Too many people who have read all of the studies that say your chances of doing it successfully in the long term is extremely small. The studies are all exceptionally clear. Just because you don't want to believe the science, doesn't make the science any less true.

A better approach is to study ETF and kick out those obvious losers and buy the rest stocks to beat etf.
The studies are clear that doesn't work.

ccyk wrote:
Jun 29th, 2012 4:12 am
the odds actually favor retails, considering most mutual funds, pension plan, etc lose money...
The studies are extremely clear that in the long term nearly all traders underperform the market. So no, the odds don't favour retail investors.


ccyk wrote:
Jun 29th, 2012 4:11 am
it is important to get the feeling of trading.
Why? It's clear for the vast majority of people this is a horrible way to invest in the long term. So why bother learning how to do it?
[OP]
Newbie
Jun 20, 2012
29 posts
4 upvotes
Its good to see no one agrees on anything! Always learn the most from that sort of conversation.

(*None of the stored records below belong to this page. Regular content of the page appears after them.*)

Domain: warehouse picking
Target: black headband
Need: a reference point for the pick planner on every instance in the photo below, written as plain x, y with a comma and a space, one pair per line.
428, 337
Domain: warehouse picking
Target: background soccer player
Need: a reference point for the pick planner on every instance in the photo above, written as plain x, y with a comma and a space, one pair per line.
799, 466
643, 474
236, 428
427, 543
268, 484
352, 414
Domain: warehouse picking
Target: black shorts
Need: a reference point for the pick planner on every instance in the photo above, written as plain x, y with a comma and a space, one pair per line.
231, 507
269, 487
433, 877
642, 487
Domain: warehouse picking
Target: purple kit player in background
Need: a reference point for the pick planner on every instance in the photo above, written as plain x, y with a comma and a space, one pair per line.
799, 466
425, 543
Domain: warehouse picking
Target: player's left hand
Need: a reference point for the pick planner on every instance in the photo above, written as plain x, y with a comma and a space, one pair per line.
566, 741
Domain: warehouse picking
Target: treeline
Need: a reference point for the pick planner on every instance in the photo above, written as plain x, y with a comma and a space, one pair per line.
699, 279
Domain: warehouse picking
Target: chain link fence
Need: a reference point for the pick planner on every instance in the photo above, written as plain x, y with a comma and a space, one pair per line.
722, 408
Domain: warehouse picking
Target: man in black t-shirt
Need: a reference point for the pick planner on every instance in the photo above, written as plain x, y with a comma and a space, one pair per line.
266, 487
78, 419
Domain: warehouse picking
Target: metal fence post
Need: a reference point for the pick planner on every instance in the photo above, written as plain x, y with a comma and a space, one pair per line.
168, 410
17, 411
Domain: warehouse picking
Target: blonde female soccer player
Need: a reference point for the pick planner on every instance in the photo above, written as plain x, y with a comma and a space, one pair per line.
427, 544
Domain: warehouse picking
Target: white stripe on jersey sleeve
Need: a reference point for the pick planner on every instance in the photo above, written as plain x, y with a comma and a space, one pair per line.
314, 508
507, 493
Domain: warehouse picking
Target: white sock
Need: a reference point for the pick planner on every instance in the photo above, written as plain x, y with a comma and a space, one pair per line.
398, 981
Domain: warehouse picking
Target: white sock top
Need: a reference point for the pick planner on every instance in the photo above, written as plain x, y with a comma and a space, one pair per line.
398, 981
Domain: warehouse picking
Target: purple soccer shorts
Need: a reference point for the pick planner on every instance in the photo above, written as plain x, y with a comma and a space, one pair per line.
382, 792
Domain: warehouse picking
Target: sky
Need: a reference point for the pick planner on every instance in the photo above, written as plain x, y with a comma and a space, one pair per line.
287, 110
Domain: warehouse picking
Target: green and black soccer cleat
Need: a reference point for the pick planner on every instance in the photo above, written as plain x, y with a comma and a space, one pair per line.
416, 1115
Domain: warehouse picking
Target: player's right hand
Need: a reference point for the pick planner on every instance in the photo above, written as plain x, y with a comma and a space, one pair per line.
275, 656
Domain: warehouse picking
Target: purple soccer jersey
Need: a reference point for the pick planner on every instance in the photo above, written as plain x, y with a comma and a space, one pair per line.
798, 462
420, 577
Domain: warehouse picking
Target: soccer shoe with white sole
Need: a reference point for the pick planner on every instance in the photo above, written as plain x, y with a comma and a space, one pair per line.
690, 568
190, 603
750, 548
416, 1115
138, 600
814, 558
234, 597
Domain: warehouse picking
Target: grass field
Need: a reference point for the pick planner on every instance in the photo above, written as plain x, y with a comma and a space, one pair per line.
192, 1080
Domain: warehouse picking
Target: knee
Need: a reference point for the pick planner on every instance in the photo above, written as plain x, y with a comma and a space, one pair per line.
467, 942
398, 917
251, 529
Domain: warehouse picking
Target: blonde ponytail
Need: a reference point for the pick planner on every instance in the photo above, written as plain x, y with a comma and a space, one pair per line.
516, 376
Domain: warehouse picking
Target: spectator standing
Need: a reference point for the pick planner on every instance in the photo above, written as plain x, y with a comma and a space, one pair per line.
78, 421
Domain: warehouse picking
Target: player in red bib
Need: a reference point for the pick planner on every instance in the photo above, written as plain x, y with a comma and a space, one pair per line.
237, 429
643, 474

I have a couple questions if someone wouldnt mind answering them.
1) Who does the after hours trading? Or does the price change on stocks from non-trading related things overnight. Just looking at the TSX right now and I see a huge jump from closing yesterday. I knew this happened, but could someone tell me the cause?

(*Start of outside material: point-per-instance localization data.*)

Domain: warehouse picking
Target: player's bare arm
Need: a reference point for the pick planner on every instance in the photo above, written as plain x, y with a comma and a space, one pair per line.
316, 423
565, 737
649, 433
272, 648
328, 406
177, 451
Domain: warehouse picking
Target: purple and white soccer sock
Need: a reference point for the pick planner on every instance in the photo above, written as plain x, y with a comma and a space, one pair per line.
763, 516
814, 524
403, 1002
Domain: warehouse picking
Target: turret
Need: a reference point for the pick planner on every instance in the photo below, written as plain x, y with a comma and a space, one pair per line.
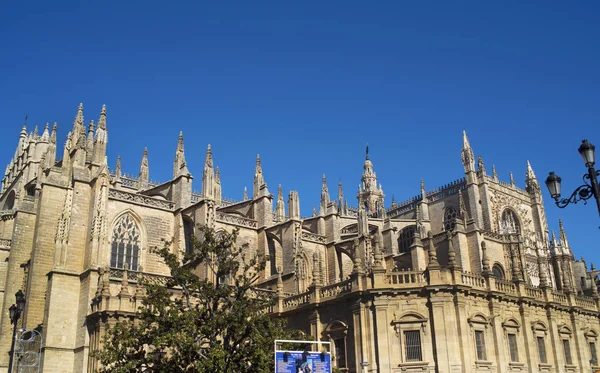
468, 158
89, 144
293, 205
324, 197
101, 139
179, 164
208, 176
370, 196
537, 202
259, 179
218, 191
144, 171
279, 207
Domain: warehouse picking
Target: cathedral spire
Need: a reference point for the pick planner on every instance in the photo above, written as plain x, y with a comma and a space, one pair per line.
208, 176
531, 183
324, 197
101, 138
78, 125
370, 195
118, 168
144, 171
218, 189
46, 133
480, 166
102, 120
179, 164
279, 207
259, 179
564, 243
468, 158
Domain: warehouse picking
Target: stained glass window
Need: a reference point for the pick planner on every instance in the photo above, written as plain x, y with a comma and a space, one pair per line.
125, 246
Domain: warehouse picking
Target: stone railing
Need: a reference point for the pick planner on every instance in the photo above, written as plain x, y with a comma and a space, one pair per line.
505, 286
405, 278
559, 297
6, 213
585, 302
336, 289
236, 220
313, 237
140, 199
296, 300
474, 280
134, 276
535, 293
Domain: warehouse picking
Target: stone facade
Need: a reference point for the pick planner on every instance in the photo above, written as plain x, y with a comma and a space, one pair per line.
462, 278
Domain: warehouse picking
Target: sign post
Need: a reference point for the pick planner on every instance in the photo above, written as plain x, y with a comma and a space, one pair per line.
306, 361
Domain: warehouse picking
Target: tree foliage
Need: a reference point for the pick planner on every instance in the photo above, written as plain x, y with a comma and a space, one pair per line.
194, 324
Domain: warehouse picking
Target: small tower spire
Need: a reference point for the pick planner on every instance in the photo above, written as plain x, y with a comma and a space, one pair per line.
101, 138
259, 179
118, 168
144, 171
564, 243
293, 205
179, 164
480, 166
531, 183
468, 158
279, 207
208, 177
89, 146
218, 190
324, 197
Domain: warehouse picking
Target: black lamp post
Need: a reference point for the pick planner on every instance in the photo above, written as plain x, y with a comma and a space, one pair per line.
15, 313
590, 187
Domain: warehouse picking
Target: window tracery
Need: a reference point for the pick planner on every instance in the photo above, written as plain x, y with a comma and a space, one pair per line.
450, 218
405, 239
509, 223
125, 246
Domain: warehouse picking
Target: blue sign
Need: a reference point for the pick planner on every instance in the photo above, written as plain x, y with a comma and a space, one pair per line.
302, 362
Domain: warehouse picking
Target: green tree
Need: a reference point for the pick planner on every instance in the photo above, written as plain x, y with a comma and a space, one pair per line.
194, 324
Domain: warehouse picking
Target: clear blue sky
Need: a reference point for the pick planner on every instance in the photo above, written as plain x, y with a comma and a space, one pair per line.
307, 85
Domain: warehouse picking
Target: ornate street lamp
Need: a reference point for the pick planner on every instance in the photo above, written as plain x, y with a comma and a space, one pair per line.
584, 192
15, 313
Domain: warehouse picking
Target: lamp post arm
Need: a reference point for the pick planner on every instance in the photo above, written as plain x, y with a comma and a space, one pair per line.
593, 176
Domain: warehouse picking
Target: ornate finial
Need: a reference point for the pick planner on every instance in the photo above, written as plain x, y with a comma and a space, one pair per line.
258, 169
485, 262
432, 252
102, 119
451, 252
480, 166
118, 168
461, 206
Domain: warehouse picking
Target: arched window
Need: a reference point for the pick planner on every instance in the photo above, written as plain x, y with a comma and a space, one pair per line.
406, 238
450, 218
498, 272
188, 233
509, 223
125, 246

2) Kind of a continuation from #1. What exactly changes the stock price. And I don't mean "what makes a stock go up and down" in the long term sense. Throughout the day the thousands of tiny adjustments, what is actually casuing them? Does each stock bought and sold raise and lower the price by some amount? Or is there two guys out there somewhere baratering over a price, representing me and every other person at my broker who just hit the sell or buy button?

3) I think I already know the answer to this one, but the large index's I could not even buy into with my $1000, correct? TSX example again, one slice would cost me 11k?

Thanks again guys.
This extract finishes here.